Regulatory Filings for Setmelanotide: The company is on track to complete U.S. and European regulatory filings for setmelanotide in acquired hypothalamic obesity (HO) in Q3 2025, with updates to follow upon acceptance.
Market Opportunities: The company estimates 5,000 patients in the U.S. and similar numbers in Europe for BBS, and 5,000 to 10,000 patients in the U.S. for acquired hypothalamic obesity, with similar numbers in Europe. The Japan market also looks promising.
Patent Protection: Setmelanotide composition of matter patent extends to 2032, formulation patents to 2034 in the U.S., and next-generation compounds will extend protection to 2040+.
EMANATE Trial: The company anticipates the EMANATE trial readout in Q1 2026.
Phase III Trials for Bivamelagon: The company plans to initiate Phase III trials for bivamelagon in acquired hypothalamic obesity in 2026, pending regulatory feedback.
Launch of IMCIVREE in Hypothalamic Obesity: The company is preparing to launch IMCIVREE in hypothalamic obesity, pending FDA approval, with a focus on endocrinologists and leveraging learnings from the BBS launch.
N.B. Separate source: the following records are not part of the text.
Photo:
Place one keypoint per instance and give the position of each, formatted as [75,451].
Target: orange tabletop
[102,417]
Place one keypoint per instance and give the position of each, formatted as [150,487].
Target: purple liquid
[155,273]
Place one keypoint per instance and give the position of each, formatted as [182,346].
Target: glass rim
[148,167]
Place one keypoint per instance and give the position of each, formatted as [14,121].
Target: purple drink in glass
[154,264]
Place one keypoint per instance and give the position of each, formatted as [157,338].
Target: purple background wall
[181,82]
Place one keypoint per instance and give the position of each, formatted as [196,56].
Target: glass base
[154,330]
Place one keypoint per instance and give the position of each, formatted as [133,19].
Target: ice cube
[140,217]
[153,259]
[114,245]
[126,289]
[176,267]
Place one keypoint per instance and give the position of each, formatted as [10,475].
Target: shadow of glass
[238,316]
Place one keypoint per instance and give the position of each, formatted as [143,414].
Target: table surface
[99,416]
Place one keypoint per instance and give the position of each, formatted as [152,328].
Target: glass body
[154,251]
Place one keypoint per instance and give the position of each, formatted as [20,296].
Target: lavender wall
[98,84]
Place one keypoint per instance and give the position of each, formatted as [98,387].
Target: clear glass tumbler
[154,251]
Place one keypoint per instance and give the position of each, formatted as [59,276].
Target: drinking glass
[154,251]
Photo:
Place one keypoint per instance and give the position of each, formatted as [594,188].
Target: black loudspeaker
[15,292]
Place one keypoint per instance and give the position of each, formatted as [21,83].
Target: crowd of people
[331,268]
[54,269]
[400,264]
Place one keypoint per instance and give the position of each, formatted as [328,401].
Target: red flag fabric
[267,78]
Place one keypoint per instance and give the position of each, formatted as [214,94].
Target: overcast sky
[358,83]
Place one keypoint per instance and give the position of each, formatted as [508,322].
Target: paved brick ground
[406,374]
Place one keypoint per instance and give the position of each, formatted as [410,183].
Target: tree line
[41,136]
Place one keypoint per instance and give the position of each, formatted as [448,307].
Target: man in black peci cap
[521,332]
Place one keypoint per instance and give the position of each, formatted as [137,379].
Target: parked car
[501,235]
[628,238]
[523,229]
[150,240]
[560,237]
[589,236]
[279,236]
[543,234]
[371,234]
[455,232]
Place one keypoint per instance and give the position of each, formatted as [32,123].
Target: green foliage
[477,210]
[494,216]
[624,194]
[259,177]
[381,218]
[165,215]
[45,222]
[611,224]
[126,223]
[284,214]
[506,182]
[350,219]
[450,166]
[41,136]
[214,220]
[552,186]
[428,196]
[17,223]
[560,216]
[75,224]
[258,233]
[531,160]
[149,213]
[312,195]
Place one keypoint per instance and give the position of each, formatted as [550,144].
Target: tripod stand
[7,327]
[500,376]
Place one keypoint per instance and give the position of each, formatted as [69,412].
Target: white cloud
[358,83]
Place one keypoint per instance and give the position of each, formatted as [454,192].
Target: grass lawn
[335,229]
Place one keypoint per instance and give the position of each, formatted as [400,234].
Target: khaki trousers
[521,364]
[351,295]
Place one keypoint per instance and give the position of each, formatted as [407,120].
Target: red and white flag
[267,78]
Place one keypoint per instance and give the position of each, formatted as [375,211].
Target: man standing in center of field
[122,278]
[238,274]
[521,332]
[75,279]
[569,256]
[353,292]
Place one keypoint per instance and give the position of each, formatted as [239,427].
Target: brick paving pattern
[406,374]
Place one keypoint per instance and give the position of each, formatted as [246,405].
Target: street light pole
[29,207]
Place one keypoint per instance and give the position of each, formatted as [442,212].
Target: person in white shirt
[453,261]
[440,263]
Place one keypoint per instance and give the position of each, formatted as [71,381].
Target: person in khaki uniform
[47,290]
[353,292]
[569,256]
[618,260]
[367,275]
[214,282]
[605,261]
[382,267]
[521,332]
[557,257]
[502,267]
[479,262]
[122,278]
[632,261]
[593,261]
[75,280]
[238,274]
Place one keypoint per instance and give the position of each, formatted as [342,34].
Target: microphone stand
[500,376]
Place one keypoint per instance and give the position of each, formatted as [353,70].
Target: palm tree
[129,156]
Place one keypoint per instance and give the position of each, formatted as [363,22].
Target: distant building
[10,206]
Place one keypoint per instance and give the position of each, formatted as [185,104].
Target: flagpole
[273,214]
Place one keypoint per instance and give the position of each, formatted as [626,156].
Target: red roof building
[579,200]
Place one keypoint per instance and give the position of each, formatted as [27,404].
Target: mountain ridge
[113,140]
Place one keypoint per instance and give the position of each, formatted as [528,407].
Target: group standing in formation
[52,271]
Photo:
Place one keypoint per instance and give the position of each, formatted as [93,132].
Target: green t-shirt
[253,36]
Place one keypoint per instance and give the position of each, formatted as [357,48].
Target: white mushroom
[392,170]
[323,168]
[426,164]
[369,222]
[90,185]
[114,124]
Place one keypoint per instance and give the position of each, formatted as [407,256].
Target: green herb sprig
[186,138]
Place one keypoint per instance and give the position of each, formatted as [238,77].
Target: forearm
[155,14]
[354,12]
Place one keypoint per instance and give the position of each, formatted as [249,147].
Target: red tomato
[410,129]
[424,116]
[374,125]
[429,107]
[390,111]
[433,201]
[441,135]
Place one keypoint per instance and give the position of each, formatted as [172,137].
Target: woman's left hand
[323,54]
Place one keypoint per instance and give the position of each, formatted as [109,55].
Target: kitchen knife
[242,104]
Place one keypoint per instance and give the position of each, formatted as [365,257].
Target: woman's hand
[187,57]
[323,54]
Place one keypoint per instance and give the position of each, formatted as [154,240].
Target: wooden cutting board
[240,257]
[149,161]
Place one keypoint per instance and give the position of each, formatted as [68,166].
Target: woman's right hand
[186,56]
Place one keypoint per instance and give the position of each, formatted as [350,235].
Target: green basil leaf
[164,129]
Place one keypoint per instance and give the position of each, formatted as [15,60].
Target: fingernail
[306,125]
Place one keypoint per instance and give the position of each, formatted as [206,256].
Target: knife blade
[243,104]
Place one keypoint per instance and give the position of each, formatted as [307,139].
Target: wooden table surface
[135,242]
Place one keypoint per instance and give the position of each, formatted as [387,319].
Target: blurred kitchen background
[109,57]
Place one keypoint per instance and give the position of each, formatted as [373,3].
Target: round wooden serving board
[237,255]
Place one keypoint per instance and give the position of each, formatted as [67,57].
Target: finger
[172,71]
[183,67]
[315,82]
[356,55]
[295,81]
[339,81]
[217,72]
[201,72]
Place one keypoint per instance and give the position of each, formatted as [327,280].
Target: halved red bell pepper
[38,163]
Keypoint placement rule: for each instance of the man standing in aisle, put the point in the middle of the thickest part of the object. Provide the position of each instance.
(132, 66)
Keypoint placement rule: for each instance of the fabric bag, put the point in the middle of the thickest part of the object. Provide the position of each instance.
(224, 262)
International Expansion: IMCIVREE is now available in over 20 countries outside the U.S. for BBS and/or POMC/LEPR deficiencies, with early access programs for hypothalamic obesity in France and Italy.
Upcoming Milestones: The company plans to disclose preliminary results from the Phase II Prader-Willi trial by the end of 2025, complete enrollment of the 718 weekly Phase II study in HO patients in 2026, and release top-line data from the Japanese cohort of the Phase III acquired HO trial and the EMANATE trial in Q1 2026.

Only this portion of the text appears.